For multiple reasons – and long before the debt default – the Russian economy was in desperate need of reform, as was its fragile political system. The inability of the government to implement a series of coherent reforms dramatically eroded investor confidence, which, in turn, instigated a vicious cycle of currency (ruble) and asset sales, the latter including property, stocks and bonds. This then put further downward pressure on the ruble, forcing the Central Bank to deplete foreign reserves through their interventions, again sapping investor confidence.

This happened just seven years after the collapse of Comecon and the dissolution of the Soviet Union. It sent shock waves throughout the capitalist community, which was eager to invest in the new country, either to exploit its natural resources (e.g. in a joint venture with a Russian oil & gas company) or to tap into its fast-growing attractive demographic profile: young and relatively affluent consumers.

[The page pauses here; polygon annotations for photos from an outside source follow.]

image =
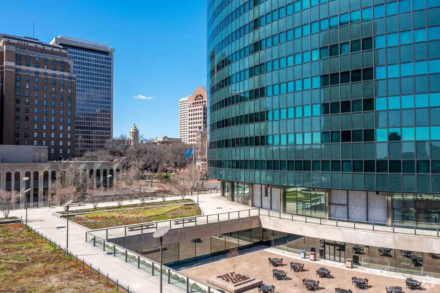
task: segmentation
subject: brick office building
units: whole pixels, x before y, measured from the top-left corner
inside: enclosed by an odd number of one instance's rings
[[[66,49],[0,34],[0,143],[47,146],[49,160],[74,155],[73,66]]]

More generally, the Asian financial crisis commencing 1997 and the simultaneous Russian default in its wake sent shivers throughout the corporate world, shook investors to their core and forced recalibrations of the numerous FDI risk indices which multinational companies rely so heavily upon.

Except for the two World Wars of the twentieth century and the Great Depression that separated them, the combined impact of the Asian financial crisis and the Russian debt default delivered the most significant single systemic jolt to global financial markets in the history of the world economy.

Like an economic tsunami, its shockwaves jumped continents and landed in Greenwich, Connecticut, USA, threatening Wall St., New York City, in its turbulent wash.